HDP Eş Genel Başkanı Figen Yüksekdağ, DTK'nın yayınladığı bildirgeye ilişkin, "Öz yönetim haktır. Sadece Cizre, Silopi, Nusabin'in değil aynı zamanda İstanbul, Rize, Mersin ve Ankara'nın da hakkıdır. Bu talebi savunmaya devam edeceğiz" dedi.
HDP TBMM Grup Toplantısında konuşan Yüksekdağ, Şırnak'ın Uludere ilçesinde 35 yurttaşın yaşamını yitirmesinin üzerinden 4 yıl geçtiğini hatırlatarak, "sorulmamış bir hesabın acısını ve sonuçlarını bütün Türkiye halklarının yaşadığını" söyledi. Yüksekdağ, yaşananların siyasi sorumlularının açıkta olduğunu ileri sürerek, hesap verilmemesinden dolayı yeni ölümlerin önünün açıldığını savundu.
Sokağa çıkma yasağı ilan edilen yerlerde 7 Haziran'dan bu yana 61'i çocuk 73'ü kadın olmak üzere toplam 360 sivilin yaşamını yitirdiğini iddia eden Yüksekdağ, "Öz yönetim talebini, iradesini dile getiren 7 ilçedeki halklarımız canlı hedef haline getiriliyor" diye konuştu.
Yüksekdağ, dedesi ile birlikte öldürülen 3 aylık Miray bebeğin nüfus cüzdanını göstererek, "Bu coğrafyada çocuklar nüfus cüzdanın fotoğrafı yapıştırılmadan öldürülüyor" dedi.

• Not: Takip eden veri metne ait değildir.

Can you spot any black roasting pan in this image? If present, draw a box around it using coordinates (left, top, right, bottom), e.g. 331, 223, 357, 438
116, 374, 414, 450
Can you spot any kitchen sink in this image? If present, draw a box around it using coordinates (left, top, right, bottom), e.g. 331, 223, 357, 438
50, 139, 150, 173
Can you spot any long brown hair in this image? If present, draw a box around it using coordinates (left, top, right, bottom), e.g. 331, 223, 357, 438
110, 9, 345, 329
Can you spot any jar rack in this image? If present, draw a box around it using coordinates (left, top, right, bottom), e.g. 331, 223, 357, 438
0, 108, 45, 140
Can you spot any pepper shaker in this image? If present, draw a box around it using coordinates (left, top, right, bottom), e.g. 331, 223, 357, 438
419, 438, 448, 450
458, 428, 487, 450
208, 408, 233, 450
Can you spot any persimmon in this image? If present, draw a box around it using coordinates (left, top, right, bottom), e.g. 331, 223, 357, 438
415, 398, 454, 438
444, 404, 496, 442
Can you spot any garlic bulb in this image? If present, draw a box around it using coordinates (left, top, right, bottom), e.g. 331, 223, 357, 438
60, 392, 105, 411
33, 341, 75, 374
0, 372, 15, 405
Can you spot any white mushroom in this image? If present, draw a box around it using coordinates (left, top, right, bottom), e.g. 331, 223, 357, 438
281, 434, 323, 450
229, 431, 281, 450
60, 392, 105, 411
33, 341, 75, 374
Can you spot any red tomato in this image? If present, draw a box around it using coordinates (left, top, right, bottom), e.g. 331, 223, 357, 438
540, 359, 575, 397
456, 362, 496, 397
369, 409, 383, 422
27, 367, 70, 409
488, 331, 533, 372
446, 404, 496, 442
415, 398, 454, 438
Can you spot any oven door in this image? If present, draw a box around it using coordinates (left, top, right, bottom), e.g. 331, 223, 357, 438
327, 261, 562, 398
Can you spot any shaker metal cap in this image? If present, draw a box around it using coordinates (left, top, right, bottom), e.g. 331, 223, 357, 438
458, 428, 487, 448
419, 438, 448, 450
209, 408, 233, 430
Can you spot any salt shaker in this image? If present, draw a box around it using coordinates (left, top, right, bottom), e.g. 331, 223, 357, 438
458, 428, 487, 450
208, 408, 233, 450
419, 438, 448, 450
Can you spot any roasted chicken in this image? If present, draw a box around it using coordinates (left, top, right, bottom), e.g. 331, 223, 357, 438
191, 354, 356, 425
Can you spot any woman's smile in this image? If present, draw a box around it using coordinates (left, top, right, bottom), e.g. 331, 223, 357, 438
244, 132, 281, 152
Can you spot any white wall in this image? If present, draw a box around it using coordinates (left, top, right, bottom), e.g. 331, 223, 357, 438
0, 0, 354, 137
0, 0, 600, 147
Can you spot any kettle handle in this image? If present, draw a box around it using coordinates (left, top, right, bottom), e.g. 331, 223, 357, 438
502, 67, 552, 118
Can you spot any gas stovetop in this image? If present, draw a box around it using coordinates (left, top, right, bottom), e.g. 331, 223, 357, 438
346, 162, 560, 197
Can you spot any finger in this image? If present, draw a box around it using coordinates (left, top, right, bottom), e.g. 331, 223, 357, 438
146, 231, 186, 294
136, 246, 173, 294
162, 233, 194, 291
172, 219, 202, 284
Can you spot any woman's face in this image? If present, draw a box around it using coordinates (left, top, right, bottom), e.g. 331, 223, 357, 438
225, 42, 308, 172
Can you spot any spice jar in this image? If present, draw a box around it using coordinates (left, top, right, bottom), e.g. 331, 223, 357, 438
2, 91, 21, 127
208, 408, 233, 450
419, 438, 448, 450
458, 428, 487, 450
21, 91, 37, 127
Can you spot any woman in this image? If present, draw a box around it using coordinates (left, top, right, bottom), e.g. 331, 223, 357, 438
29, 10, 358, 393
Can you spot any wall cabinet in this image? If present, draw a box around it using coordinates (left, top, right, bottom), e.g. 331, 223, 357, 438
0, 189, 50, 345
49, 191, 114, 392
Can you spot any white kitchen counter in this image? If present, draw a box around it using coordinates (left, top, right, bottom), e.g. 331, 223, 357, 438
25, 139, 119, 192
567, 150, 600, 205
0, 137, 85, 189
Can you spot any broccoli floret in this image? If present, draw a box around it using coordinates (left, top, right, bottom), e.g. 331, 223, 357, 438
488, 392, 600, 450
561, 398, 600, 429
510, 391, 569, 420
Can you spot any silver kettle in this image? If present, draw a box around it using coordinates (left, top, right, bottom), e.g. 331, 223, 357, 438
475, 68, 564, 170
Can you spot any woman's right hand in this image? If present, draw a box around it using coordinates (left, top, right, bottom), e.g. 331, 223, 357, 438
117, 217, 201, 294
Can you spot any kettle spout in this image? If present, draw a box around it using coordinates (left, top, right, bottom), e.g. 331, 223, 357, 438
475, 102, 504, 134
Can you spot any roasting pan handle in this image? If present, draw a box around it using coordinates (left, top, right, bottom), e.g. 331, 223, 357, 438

HDP'li Yüksekdağ, şu ifadeleri kullandı:
"Savaş olmasın, ölüm yaşanmasın diye bir siyasi üretimi açığa çıkarmaya çalışıyoruz. Diyarbakır'da DTK olağanüstü kongresinde ortak deklarasyon açıkladık. Deklarasyonu açıklar açıklamaz, hatta açıklamadan hepimize linç saldırısı başlattılar. İlan ettiğimiz demokratik, siyasal çözüm deklarasyonu silahların değil, siyasetin konuşabilmesi için ortaya koyduğumuz çözücü iradedir. HDP'nin yaptığı budur, bir çözüm perspektifi ortaya koymaktır. Deklarasyon ilan edildikten sonra yapılan açıklamalara bakın; ihanetten, provokasyona kadar her türlü yıkıcı tavrı bize karşı sergilediler. Bizim eylemlerimiz hakkında bir kelime kullanılacaksa o da sadakattir. Bizler bize oy veren halkımızın onur ve özgürlük değerlerine sadığız. Bundan ötürü bir çözüm perspektifi ortaya koyduk. Bizi hain ilan edeceklerine söz ve siyasetle konuşsunlar."
Yüksekdağ, DTK'nın bildirisini yayınladıklarını ve orada söylenen sözlerin "tarihsel önemde" olduğunu savundu. Bildirinin barış ve çözüm için belki de son fırsat olduğunu belirten Yüksekdağ, bunu kimsenin gözardı etmemesi gerektiğini bildirdi.
Yüksekdağ, barışı ve çözümü daha fazla konuşmak gerektiğini vurgulayarak, "Biz bu metni değişmez, statik bir metin olarak ortaya koymadık. Her türlü katkıya ve değişime açık dinamik bir metindir. Gelin dinamik bir tartışma yürütelim. DTK'nın yayınladığı ve bizim ortaklaştığımız metin Türkiye'nin 21. yüzyılda Türkiye halklarının birleşmesinin harcı ve temelidir" diye konuştu.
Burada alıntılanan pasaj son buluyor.